古典に学ぶ (70) 『枕草子』のおもしろさを読む(24)
─ 清少納言の人間観察 宮仕え必須論② ─     
                            実川恵子 

 親の決めた男と結婚し、その男の出世によって我が身の社会的地位も上がり、経済的にも恵まれ、幸福に暮らす。勝手な恋愛沙汰や結婚後の浮気もしないで、夫の女性関係は当然のこととして、大目に見て、家を治め、奥方として尊敬される。そういうあり方を清少納言は、「えせざいはひ」(幸いに見えて実は本当の幸いではないもの)と決めつける。男の価値観が、女のそれとは根本的に異なるものという認識があってみれば、男に寄り添って成り立つ幸福は、将来を保障されたものではなく、見せかけのものにすぎないと考えるのは当然のことである。
 女が世の中のことを大きく見渡せる場に出ること。清少納言の身分、その時代を考えると、それは宮仕えすることによってしか達せられないものだったのだろう。もちろん、宮仕えしても、世の中がどんなふうに見えてくるかは、その人の目次第ではある。
 また、どう世の中を認識したとしても、女が世の中を動かすことは、よほどの例外的な場合でなければ、望めなかったであろう。それでも、自分自身の人生を考える視点は、家の中にしかいなかった女とは、決定的に違うのではないだろうか。
 自分の存在を、夫との関わりだけで見るしかない、というのではなく、外の世界との関わりで見ることができるということは、知的な充足感を、ひいては生きている安定感を、そして、そういう充足や安定感を、さらに、そういう充足や安定の限界を認識する可能性を女が持つこと。家の奥深くかしずかれて、身分の低い者と顔をあわせることなく、外との接触から生まれる不快さ
と無縁ですごすこと。
 この二つをはかりにかけた時、清少納言は前者をとったのだといえる。もちろん、その選択を可能にしたのは、清少納言の宮仕え経験であった。

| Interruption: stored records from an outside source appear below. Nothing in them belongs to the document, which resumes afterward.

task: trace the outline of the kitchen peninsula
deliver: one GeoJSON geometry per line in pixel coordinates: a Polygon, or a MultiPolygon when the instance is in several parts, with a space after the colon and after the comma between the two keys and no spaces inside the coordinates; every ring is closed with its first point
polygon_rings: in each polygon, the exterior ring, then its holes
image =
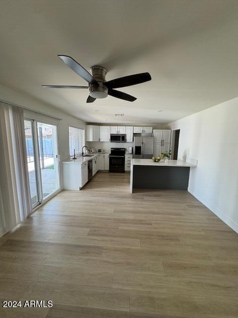
{"type": "Polygon", "coordinates": [[[155,162],[151,159],[132,159],[130,193],[135,188],[186,190],[190,169],[195,167],[181,160],[155,162]]]}

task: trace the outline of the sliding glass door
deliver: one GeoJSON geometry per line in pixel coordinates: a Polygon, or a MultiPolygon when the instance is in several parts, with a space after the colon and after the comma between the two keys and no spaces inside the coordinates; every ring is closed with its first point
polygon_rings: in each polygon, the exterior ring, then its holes
{"type": "Polygon", "coordinates": [[[32,207],[60,189],[57,126],[25,120],[25,131],[32,207]]]}
{"type": "Polygon", "coordinates": [[[34,138],[33,121],[25,120],[25,134],[26,135],[26,155],[28,176],[30,183],[31,205],[33,208],[40,204],[38,183],[36,170],[36,152],[34,138]]]}
{"type": "Polygon", "coordinates": [[[59,190],[57,126],[37,123],[43,199],[59,190]]]}

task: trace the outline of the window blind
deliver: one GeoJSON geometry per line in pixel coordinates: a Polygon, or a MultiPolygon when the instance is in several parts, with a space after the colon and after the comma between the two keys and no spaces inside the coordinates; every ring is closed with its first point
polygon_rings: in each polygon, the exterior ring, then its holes
{"type": "Polygon", "coordinates": [[[84,130],[69,126],[68,127],[69,156],[82,155],[82,148],[84,146],[84,130]]]}

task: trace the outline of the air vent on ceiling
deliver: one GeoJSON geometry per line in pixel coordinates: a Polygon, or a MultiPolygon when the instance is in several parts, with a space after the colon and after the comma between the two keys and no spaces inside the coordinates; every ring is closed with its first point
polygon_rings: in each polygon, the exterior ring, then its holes
{"type": "Polygon", "coordinates": [[[115,114],[115,116],[125,116],[124,114],[115,114]]]}

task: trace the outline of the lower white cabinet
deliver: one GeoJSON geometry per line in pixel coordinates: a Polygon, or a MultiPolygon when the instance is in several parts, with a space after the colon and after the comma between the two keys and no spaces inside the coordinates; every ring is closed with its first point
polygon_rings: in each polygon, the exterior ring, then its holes
{"type": "Polygon", "coordinates": [[[109,170],[109,155],[99,155],[99,170],[109,170]]]}
{"type": "Polygon", "coordinates": [[[99,167],[99,159],[98,156],[93,159],[93,176],[98,172],[99,167]]]}
{"type": "Polygon", "coordinates": [[[132,158],[132,155],[125,156],[125,171],[130,171],[130,160],[132,158]]]}
{"type": "Polygon", "coordinates": [[[63,189],[80,190],[88,181],[88,162],[62,162],[63,189]]]}
{"type": "Polygon", "coordinates": [[[88,165],[82,168],[82,186],[88,182],[88,165]]]}
{"type": "Polygon", "coordinates": [[[99,155],[99,170],[105,169],[105,155],[99,155]]]}
{"type": "Polygon", "coordinates": [[[109,155],[105,155],[105,170],[109,170],[109,155]]]}

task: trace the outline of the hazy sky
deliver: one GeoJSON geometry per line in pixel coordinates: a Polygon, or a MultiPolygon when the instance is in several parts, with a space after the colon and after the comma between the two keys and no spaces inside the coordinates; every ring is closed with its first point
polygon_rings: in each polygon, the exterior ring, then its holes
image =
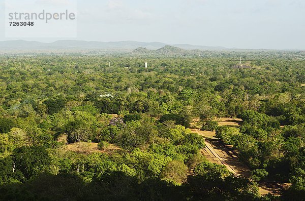
{"type": "Polygon", "coordinates": [[[227,48],[305,49],[304,0],[77,2],[77,38],[6,38],[4,0],[0,0],[0,41],[157,41],[227,48]]]}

 悔恨と共におのれの人生を見るのではなく、自分の生きてきた足どりを、それなりに肯定するという姿勢がそこにはあるように思える。
 晩年は零落したといわれる清少納言だが、零落しても、悔恨の涙におぼれることはなかったで
あろう。
 物質的な不自由さも、あるいは世間から忘れさられたような老後も、それなりに、知的に楽しんだのではないかと、私には思われてならない。こういう健康的な自己肯定の精神は、文学においてはとかく低く評価されるようだが、当人の生き方としてはとても上質なものだといえると思う。
 こうした清少納言の考え方を、当時の女性の一方の極を代弁する意見とすれば、さしずめ紫式部の意見はその反対に立つと思われる。『紫式部日記』によれば、有能な女房であったに違いない彼女が、宮仕えにはどうしてもなじめない嘆きをもらしている。『源氏物語』「帚木」巻の「雨夜(あまよ)の品定め」での有名な女性論は、要するに、男が生涯を託し得る家庭の主婦として、どのような女性が理想であるかという議論で、紫式部は家庭の主婦という一点にしぼられる。清少納言と紫式部とでは、性格も、ものの考え方も全く異なる。当時の家庭は大家族であるから、その主婦の役割の大きさは、現在の核家族の主婦とは比べ物にならない。現実に女性の社会的活動の場がほとんどなかった事情を踏まえて考えれば、主婦論を展開した紫式部は常識的で、清少納言の方は少数派であったろう。この章段は、宮仕えというものに一縷の活路を見出し、世間の常識に挑戦しようとした清少納言の気概も感じられておもしろい。